Here's the answer (only check after you've tried)
In-class exercise 1: Construct more queries and print results
Download the file http://cs.wellesley.edu/~qtw/code/apiex.py.
Your task is to create a dictionary q
that will include the appropriate parameters to answer the following query: get articles written by David Pogue in 2011 that mention "iphone" and "android".
Use a list comprehension to extract just the titles of the articles from the results.
Bonus task if you finish the rest of the exercise early: find out how many articles written by David Pogue in 2011 that don't mention iPhone or Android, and compare this to the number that do.
Storing results
Recall that when we discussed web scraping, the suggested strategy was to first download the HTML file, store it locally, and then parse the local copy of the file. A similar strategy is recommended for API data collections, where possible. One reason is that APIs limit the number of times you can query them in a given period, and so if you are going to be submitting a lot of queries it is essential that you make the most of each allowed query. Another is that APIs are often dynamic in nature, and so a query's results can change from one day to the next (e.g., new articles are added to the New York Times continuously).

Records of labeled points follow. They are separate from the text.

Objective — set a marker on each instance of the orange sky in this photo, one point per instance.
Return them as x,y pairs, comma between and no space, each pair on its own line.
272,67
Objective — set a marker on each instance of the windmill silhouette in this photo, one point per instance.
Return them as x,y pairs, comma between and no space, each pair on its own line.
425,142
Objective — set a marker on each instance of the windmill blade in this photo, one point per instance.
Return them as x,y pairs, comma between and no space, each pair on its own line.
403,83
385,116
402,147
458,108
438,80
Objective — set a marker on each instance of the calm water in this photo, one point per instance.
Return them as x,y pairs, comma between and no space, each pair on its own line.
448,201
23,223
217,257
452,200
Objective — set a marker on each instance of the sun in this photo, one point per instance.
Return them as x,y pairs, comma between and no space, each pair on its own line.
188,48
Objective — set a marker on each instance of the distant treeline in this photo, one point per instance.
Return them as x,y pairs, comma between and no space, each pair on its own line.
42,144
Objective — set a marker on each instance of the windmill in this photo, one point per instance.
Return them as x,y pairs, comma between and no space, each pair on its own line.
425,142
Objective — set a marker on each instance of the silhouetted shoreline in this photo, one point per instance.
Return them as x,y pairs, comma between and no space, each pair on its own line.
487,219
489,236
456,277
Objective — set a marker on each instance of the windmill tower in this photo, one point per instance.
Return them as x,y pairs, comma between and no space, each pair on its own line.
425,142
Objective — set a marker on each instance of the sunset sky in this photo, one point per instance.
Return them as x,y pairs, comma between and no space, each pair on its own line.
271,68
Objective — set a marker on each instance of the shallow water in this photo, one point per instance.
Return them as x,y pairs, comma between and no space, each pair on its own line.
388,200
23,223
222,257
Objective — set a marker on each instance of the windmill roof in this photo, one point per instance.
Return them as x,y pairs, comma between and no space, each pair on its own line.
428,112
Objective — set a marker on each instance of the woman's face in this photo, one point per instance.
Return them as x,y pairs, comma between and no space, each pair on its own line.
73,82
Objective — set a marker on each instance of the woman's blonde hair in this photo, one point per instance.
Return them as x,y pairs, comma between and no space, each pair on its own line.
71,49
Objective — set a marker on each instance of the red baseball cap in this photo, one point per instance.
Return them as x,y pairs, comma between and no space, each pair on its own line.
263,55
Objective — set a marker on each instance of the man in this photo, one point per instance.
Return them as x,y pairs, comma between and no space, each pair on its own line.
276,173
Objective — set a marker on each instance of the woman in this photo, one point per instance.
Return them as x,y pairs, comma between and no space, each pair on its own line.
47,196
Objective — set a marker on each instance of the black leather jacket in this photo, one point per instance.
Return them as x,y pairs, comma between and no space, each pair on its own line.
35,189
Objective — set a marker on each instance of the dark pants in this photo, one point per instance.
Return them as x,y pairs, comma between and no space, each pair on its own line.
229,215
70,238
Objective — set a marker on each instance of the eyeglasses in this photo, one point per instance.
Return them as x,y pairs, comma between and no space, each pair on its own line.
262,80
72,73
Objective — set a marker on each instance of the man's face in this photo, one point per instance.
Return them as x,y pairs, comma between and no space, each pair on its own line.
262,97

Fortunately, when the results come in JSON format, parsing is a less error-prone process when compared to HTML. So this is one reason why it may not be as important to store the raw results for later recall.
Storing files locally, as done for HTML, is a viable strategy provided that you don't issue too many queries. You would still need to create a file2url.csv
file, but this time, include the requesting URL, the time of issue, and the stored file, e.g.:
"http://api.nytimes.com/svc/search/v1/article?query=iphone+android+byline%3A%22david+pogue%22&begin_date=20110101&api-key=[removed API key for security reasons]&end_date=20111231",2012-02-14 10:05:15, /home/tmoore/qtw/inclass/data/iphone_android_david_pogue_2011.json
Unfortunately, due to the way filesystems work, it can be very inefficient to store thousands of files in a directory. In fact, doing so can substantially degrade the overall performance of the filesystem. Consequently, in most cases you won't want to store all the JSON results individually.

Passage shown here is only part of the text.